Impact of NH3 plasma treatment for solution-processed indium oxide thin-film transistors with low thermal budget

Abstract

The challenges associated with low-temperature solution-processed metal oxide thin-film transistors (TFTs) have hindered the realization of flexible oxide electronics at temperatures lower than 200 °C. NH3 plasma treatment is embarked upon as a route to effectively transform the chemical precursors to semiconducting metal oxides with high electrical quality. NH3 plasma-activated indium oxide (InOx) TFTs with saturated mobility 2.48 cm2V−1s−1 have been obtained at temperature as low as 150 °C. The low-temperature activation mechanism of NH3 plasma treatment for InOx films and the role of post-annealing in the fabrication process of InOx TFTs have been explored. Research shows that NH3 plasma treatment activates InOx films based on plasma bombardment, radicals doping and radical reactions; then, unreacted radicals and interstitial radicals were effectively removed by extra thermal energy from post-annealing.

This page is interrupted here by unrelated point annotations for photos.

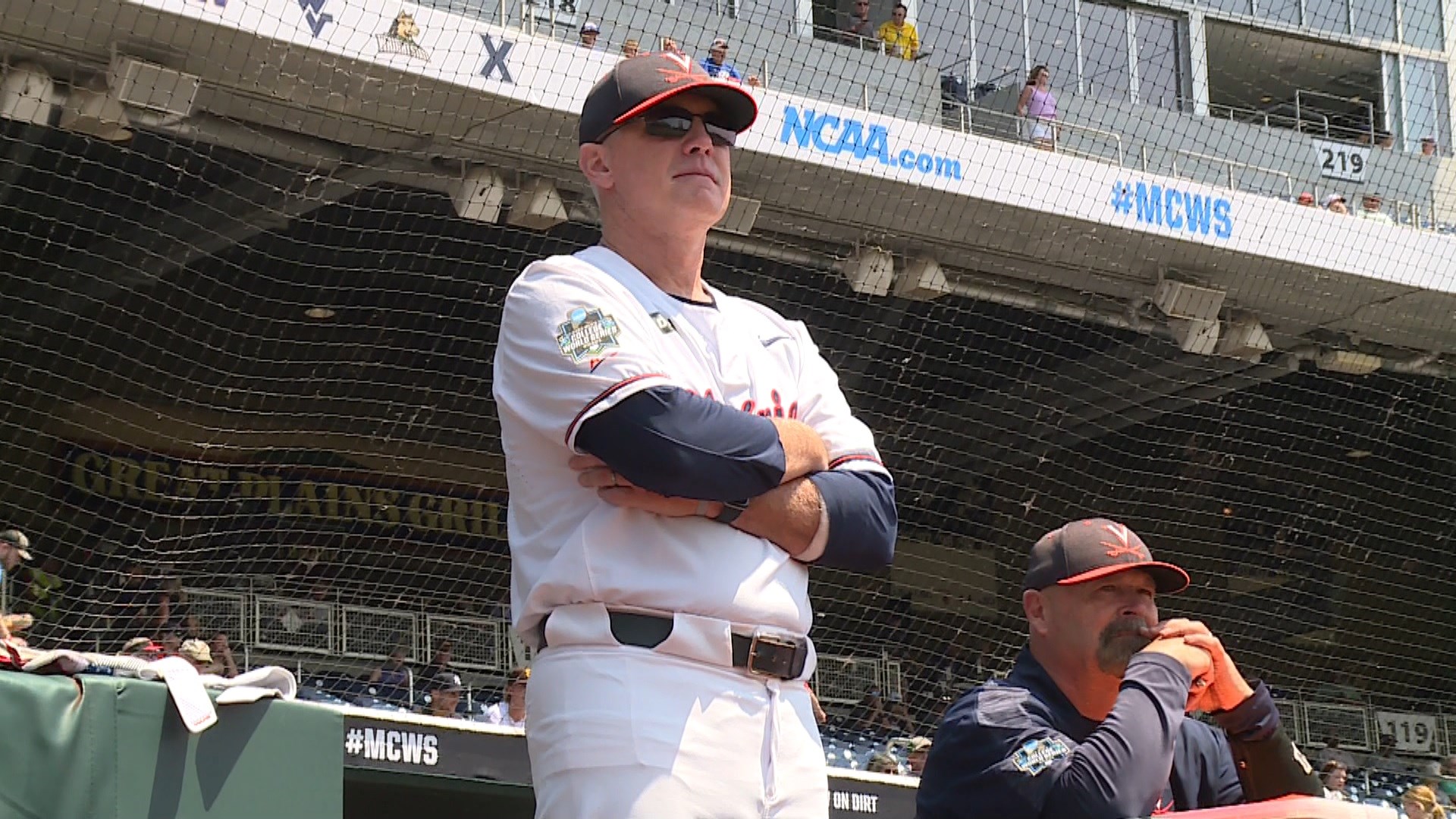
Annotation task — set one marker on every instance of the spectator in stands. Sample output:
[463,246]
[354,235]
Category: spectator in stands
[881,763]
[440,662]
[1370,209]
[1446,786]
[588,34]
[224,665]
[444,695]
[1385,758]
[511,711]
[900,37]
[1040,105]
[1420,803]
[868,714]
[859,25]
[717,63]
[171,643]
[1334,774]
[392,678]
[897,717]
[197,653]
[1332,754]
[919,749]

In comparison to thermal annealing, NH3 plasma treatment with moderate post-annealing is capable of achieving high degrees of condensation and densification reactions for InOx film and modulating the carrier concentration in a manner suitable for high-performance semiconducting behavior with low thermal budget. However, The InOx film after NH3 plasma treatment exhibited a non-uniform geometry due to the effect of plasma-induced damage in the local regions of InOx film, which restricts its commercial application. Some strategies were reported to eliminate the effect of plasma-induced damage by changing plasma conditions or pre-annealing temperature. The results demonstrated that changing plasma conditions by decreasing the plasma chamber temperature or the plasma power can eliminate plasma-induced damage, but attenuate the electrical performance of InOx TFT; nevertheless, changing pre-annealing temperature to 30 °C not only effectively eliminate plasma-induced damage, but also further improve the electrical performances of InOx TFT. These results provide a way for fabricating low-temperature oxide circuitry and supply an effective idea for avoiding plasma-induced damage.